As noted, recent changes to OpenBSD TCP handling[1] may improve performance.
On a 4 core machine I see between 12% to 22% improvement with 10
parallel TCP streams. When testing only with a single TCP stream,
throughput increases between 38% to 100%.
I'm not sure that directly translates to better pf performance, and four cores is hardly remarkable these days but might be typical on a small low-power router?
Would be interesting if someone had a recent benchmark comparison of OpenBSD 7.8 PF vs. FreeBSD's latest.
That particular change improves throughput received locally. Though over the past few years there's been a ton of work on unlocking the network layer generally to support more parallelism.

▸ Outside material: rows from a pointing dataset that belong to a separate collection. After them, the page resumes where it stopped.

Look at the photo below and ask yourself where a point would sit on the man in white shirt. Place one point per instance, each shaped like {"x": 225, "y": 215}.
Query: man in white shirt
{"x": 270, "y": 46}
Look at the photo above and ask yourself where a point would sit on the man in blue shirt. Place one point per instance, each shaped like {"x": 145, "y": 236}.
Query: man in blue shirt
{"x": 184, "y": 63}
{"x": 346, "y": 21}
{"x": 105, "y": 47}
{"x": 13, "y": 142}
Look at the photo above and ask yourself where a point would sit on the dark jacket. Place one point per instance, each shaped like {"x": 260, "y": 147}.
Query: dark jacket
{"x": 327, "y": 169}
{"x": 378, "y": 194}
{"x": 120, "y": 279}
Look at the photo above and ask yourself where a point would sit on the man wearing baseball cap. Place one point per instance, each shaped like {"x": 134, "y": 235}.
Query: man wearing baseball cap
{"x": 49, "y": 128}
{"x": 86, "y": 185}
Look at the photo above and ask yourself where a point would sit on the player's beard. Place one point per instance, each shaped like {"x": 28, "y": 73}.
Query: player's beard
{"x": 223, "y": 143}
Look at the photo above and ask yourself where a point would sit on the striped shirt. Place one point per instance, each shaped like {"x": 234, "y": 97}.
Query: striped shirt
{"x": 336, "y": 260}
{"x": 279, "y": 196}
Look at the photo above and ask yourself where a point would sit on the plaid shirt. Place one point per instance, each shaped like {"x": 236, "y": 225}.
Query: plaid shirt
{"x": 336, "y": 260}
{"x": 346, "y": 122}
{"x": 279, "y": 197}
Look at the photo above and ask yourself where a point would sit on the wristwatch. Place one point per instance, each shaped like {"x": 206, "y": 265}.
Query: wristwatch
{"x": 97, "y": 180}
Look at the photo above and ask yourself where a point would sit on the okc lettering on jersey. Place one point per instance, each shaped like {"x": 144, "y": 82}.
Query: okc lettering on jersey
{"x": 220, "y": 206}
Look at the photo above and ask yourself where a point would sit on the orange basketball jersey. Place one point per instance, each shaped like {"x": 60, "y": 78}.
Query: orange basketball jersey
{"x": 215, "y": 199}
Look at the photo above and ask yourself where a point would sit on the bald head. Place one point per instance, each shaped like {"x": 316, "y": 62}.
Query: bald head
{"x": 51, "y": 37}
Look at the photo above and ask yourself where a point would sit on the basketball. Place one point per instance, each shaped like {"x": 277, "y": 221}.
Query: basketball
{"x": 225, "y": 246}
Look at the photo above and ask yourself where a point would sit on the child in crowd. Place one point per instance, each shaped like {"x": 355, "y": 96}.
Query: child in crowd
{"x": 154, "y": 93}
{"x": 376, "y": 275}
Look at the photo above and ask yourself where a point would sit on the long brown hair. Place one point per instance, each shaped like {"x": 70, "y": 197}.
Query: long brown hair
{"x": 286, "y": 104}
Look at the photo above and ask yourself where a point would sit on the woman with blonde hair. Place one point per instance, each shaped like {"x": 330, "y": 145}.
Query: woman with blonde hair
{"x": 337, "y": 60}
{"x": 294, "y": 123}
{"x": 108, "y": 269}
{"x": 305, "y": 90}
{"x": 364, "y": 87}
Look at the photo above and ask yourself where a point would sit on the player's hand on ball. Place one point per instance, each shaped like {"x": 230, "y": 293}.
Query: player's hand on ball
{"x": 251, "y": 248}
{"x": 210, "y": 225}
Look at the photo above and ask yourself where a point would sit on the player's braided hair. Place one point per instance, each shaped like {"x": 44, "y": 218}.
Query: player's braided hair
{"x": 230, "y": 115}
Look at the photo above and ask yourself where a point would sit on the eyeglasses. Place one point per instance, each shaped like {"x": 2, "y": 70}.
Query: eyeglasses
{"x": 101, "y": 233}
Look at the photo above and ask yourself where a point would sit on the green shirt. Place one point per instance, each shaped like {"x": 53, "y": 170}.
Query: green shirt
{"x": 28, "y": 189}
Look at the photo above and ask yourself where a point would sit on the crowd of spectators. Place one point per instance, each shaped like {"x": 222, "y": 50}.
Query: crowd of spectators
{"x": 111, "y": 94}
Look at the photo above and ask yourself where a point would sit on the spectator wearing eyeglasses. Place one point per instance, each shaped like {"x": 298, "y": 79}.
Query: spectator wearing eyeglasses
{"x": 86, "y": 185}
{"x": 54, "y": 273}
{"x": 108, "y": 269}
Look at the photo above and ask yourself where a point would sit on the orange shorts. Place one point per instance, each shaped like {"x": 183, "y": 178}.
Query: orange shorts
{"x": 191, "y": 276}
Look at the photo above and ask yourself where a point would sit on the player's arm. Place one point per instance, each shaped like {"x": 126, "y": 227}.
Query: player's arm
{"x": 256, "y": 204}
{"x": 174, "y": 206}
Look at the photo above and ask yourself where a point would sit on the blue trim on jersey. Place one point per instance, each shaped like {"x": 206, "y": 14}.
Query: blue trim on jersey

For a firewall I guess the critical question is the degree of parallelism supported by OpenBSD's PF stack, especially as it relates to common features like connection statefulness, NAT, etc.
On a 4 core machine I see between 12% to 22% improvement with 10 parallel TCP streams. When testing only with a single TCP stream, throughput increases between 38% to 100%.
I'm not sure that directly translates to better pf performance, and four cores is hardly remarkable these days but might be typical on a small low-power router?
Would be interesting if someone had a recent benchmark comparison of OpenBSD 7.8 PF vs. FreeBSD's latest.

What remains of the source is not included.